When asking parishioners to share a quality of their church, probably the most common response is “our church is welcoming.” I’m guessing that you would likely say that about your church. This is great that we feel that our church is welcoming place. All churches should be. I would tend to believe that if you didn’t think your church was welcoming, you would find another church at which to worship.
However, it is important take a closer look at what it is to be welcoming. It isn’t the church that is welcoming, it is the people; it’s you and I. So are we really as welcoming as we say they are? If we see someone dressed differently… if we see a crying baby during Mass… if we see someone’s cell phone go off during Mass… If we see someone speaking another language or of another race… if we see someone who identifies differently than us… what is our response?
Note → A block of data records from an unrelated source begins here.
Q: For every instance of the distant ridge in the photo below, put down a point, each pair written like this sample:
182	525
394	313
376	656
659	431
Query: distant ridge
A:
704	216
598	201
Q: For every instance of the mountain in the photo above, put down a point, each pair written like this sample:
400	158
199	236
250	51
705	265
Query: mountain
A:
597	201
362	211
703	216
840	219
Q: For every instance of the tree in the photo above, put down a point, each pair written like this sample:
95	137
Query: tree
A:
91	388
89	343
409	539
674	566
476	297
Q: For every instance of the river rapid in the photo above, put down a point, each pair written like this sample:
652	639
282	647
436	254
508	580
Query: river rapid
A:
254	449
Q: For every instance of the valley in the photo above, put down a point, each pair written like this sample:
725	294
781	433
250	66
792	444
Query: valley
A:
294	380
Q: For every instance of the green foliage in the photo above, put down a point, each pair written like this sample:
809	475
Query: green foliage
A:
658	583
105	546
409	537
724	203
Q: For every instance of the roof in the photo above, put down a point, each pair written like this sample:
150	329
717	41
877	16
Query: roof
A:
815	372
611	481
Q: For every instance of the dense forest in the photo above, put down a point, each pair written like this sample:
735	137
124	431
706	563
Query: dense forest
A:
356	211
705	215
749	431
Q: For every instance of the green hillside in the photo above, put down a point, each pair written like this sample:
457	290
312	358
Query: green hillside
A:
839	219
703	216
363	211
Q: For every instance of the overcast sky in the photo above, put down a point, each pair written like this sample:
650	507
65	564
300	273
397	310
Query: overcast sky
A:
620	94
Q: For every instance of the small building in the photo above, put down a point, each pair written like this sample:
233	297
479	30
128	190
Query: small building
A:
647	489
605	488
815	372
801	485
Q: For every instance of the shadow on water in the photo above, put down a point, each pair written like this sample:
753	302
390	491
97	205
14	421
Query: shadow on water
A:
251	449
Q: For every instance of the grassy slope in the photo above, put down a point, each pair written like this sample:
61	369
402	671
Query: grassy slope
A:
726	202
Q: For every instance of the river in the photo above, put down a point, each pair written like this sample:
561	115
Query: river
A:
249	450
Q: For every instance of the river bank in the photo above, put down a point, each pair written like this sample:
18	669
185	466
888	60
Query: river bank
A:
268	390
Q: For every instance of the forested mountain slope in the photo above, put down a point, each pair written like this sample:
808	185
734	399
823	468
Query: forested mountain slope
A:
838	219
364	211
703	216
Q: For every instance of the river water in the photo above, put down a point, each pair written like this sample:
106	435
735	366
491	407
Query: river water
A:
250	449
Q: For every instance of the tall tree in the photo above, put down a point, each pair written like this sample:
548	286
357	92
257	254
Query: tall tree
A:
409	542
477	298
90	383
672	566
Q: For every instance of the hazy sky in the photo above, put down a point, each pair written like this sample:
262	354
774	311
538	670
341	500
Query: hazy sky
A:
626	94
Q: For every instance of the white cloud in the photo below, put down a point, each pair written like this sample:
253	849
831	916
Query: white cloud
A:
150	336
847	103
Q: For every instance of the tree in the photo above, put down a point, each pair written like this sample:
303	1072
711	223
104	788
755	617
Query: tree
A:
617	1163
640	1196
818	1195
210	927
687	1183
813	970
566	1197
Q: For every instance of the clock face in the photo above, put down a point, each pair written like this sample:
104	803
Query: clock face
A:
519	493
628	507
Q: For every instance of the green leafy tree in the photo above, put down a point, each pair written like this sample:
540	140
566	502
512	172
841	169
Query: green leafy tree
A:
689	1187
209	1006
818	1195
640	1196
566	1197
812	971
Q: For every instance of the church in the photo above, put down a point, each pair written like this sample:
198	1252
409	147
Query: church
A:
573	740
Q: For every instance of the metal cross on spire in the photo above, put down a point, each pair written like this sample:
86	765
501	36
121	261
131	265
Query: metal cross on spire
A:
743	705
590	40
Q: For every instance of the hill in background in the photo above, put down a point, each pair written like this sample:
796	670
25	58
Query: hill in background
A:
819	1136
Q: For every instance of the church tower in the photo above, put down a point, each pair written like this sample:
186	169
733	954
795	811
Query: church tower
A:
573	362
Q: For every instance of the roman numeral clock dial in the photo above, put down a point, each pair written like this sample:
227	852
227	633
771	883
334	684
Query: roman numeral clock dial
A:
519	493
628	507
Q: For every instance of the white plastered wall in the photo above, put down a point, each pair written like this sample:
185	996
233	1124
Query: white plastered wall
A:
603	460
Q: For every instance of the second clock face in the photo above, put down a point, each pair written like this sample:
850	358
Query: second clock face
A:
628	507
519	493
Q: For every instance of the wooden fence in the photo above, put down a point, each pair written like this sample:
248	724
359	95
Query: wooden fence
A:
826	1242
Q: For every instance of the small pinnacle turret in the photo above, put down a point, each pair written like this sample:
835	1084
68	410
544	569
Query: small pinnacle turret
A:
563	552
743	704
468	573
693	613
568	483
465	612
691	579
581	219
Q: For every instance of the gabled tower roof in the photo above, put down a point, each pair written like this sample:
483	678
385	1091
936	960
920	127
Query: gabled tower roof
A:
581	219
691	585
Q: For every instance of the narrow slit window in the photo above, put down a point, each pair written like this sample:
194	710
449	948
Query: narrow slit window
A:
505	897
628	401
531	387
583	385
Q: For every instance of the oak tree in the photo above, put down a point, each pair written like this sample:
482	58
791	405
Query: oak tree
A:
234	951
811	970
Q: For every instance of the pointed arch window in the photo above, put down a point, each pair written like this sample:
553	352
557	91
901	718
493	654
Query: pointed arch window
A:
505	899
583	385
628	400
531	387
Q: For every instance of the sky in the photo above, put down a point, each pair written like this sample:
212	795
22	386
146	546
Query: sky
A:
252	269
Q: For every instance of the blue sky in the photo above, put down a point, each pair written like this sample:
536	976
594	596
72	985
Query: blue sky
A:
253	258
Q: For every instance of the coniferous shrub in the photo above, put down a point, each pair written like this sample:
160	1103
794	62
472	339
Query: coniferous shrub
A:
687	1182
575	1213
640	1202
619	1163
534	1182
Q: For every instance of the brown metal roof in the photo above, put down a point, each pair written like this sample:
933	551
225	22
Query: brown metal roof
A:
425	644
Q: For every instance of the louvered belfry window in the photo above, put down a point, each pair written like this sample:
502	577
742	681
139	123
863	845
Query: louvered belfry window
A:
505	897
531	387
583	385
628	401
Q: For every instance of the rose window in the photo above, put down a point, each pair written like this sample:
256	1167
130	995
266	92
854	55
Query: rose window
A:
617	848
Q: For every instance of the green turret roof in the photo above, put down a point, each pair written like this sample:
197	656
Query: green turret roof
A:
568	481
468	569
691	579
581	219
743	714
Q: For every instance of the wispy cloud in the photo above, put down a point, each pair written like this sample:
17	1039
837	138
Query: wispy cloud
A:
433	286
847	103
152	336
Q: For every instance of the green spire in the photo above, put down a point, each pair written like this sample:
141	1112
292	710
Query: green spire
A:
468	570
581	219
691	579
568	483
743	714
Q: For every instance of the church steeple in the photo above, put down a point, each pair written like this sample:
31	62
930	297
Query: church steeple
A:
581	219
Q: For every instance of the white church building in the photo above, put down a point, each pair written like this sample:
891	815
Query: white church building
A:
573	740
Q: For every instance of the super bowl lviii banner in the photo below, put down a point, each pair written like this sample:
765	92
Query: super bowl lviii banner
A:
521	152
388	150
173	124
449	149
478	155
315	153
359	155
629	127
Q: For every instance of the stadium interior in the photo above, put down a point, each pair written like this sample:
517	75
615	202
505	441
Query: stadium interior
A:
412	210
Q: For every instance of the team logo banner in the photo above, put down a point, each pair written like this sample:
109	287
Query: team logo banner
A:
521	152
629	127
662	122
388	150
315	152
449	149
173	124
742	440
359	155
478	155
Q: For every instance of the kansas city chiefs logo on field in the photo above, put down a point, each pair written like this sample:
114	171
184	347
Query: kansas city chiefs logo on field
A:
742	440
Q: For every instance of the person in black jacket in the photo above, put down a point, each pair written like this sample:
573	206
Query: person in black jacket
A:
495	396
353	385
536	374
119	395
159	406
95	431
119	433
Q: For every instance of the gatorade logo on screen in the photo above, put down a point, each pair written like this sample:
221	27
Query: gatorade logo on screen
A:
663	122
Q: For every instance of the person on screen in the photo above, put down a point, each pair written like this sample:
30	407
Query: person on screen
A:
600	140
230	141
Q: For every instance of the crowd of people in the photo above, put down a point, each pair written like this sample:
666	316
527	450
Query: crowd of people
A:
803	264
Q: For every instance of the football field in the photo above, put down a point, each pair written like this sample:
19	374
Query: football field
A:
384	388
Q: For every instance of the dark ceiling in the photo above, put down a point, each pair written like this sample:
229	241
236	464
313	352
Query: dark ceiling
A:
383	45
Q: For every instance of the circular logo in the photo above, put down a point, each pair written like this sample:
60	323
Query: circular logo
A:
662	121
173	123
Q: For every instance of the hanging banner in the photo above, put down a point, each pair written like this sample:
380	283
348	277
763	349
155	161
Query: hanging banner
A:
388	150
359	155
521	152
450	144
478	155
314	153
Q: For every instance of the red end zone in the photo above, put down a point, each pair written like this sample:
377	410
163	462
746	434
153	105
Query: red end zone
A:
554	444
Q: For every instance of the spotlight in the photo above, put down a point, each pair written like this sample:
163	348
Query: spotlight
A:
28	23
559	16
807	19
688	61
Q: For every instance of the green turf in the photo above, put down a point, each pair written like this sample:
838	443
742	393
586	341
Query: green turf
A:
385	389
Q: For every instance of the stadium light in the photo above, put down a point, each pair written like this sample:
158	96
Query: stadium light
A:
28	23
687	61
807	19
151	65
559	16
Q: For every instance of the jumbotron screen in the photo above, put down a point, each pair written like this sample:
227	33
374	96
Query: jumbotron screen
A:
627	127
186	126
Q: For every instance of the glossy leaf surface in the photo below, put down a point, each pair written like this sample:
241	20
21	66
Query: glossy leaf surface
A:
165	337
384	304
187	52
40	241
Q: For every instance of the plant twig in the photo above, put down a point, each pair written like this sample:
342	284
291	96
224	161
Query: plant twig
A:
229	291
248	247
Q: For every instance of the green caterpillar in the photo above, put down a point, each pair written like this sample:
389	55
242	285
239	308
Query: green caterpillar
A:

In a public address in September 2021, Pope Francis said sometimes Catholics, instead of having humble and open communities, “can give the impression of being the ‘top of the class’ and keeping others at a distance.” He encourages us to “ask for the grace to overcome the temptation to judge and categorize.”
He said “it is necessary to walk together, without prejudice and without fear, placing ourselves next to those who are most vulnerable: migrants, refugees, displaced persons, victims of trafficking and the abandoned. We are called to build an increasingly inclusive world that excludes no one.”
Pope Francis said Jesus wants us to stop judging others and to worry about our own behavior first. “Indeed, the risk is to be inflexible towards others and indulgent towards ourselves,” he noted.
June is a month in which those who identify differently than what is traditionally recognized and feel excluded for that bring awareness to this fact. It’s important that we follow Pope Francis’s call now more than ever to walk together without prejudice and without fear; to welcome our brothers and sisters into the church so that it can be “a place of mercy and hope, where everyone is welcomed, loved and forgiven.”